In fact, very often when it comes to designing and developing the architecture, all the attention is focused on technical side of the process. Thus data integration strategies become an afterthought making it difficult to meet business requirements. So, the message is that provisions for data integration should be made at the level of the development of enterprise systems architecture.

February 12, 2010

Data Integration and Data Quality Require Consolidation

Filed under: Data Integration, Data Quality — Tags: , — Olga Belokurskaya @ 10:08 pm

Lately, there have been talks about the need for a union between data integration and data quality solutions, as no integration initiative can be called successful without the quality of the data provided.

Today, the functionality that provides data quality becomes a requirement for data integration tools. However, data quality still remains a challenge. According to Gartner, only 25% of organizations will proactively and comprehensively include data quality processes and competencies in their data integration work in 2010. This might mean that a large number of enterprises will have to struggle with incomplete, inconsistent and inaccurate data, as their main focus is on the mechanics of data integration process with no connection to data quality.

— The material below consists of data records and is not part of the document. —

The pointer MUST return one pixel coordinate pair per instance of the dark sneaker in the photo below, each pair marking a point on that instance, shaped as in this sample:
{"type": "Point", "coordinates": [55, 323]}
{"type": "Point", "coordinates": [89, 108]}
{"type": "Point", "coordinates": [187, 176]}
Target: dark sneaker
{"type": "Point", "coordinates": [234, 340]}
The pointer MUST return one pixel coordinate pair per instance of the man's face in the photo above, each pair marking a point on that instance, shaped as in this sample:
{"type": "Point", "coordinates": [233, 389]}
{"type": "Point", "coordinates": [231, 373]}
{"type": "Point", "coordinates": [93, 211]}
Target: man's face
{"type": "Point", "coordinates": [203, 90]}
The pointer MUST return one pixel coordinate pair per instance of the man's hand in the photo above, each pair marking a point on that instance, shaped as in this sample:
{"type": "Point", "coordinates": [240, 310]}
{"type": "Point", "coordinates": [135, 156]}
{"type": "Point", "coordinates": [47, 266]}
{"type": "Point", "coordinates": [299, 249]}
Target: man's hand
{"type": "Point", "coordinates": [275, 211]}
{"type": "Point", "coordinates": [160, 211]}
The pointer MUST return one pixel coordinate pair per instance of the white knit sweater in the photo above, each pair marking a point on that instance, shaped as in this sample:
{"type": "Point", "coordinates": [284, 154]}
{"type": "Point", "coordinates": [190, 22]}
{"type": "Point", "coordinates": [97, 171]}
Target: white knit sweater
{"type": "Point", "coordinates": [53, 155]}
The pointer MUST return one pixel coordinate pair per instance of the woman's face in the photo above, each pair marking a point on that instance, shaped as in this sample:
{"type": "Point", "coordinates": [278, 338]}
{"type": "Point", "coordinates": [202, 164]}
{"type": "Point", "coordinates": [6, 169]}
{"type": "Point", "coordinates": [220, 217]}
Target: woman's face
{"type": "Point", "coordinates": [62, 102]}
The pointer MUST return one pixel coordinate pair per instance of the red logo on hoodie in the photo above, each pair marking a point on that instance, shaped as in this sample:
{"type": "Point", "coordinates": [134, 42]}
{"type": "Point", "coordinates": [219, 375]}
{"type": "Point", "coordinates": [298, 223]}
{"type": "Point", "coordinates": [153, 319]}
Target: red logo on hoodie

Technology providers apply more efforts to combine data integration and data quality processes into one data management process. Steps have already been made toward the consolidation of technology offerings, instead of using distinct data integration and data quality solutions. The benefits of this consolidation are quite obvious – a consistent and complete view of the business data, and as a result, the ability to change business processes and models faster to gain the market.

January 15, 2010

Customer Data Integration Among the Top Priorities for Companies

Filed under: Data Integration, Data Quality — Tags: , — Olga Belokurskaya @ 8:35 am

According to one of the latest researches by Aberdeen Group, issues with customer data may greatly affect organizations’ sales and marketing efforts. Besides, lack of trusted customer data and inability to target customers through customer data proved to be the top two of those issues, according to the respondents’ opinion.

This reveals the fact, that there’s still a lack of customer data integration and data quality at many organizations.

This seems strange to me, especially taking into account that experts have been talking a lot about the importance of customer data integration across the enterprise to give all the responsible a better view on who are their customers, what do they need and buy.

Even in a rather small company there could be several sources containing customer data, and not obviously those sources contain similar records, so customer data integration is the means to piece together the data puzzle.  Probably, mergers the number of which was significant in 2009 prevented numerous organizations from fulfilling their customer data integration initiatives.

Well, the fact is that more than 60 percent of Aberdeen’s survey respondents named customer data integration and other customer data initiatives among their top priorities for 2010.

January 12, 2010

Data Migration: Ensure Quality When Moving Data to the Cloud

Filed under: Data Migration, Data Quality — Tags: , — Olga Belokurskaya @ 5:57 am

When migrating data to the cloud, ensuring data quality is essential.  Data can’t be taken to the cloud as is, so before starting data migration, provisions should be made for data quality.

It’s wrong to start data migration, until data is checked to be accurate, complete, duplications are found and cleared up, etc. Otherwise, data issues will be taken to the cloud, which will make it inconvenient to work with the data.

One more thing to be taken into account before beginning data migration process is a provider’s possibility to provide fresh, real-time data, and give constant access to the data.

Normally, companies have best practices for data quality. Cloud providers also have tools for data management, so when those tools and company’s best practices are united, it makes data management more flexible, and thus a company will have possibility to control data quality when data is migrated to the cloud.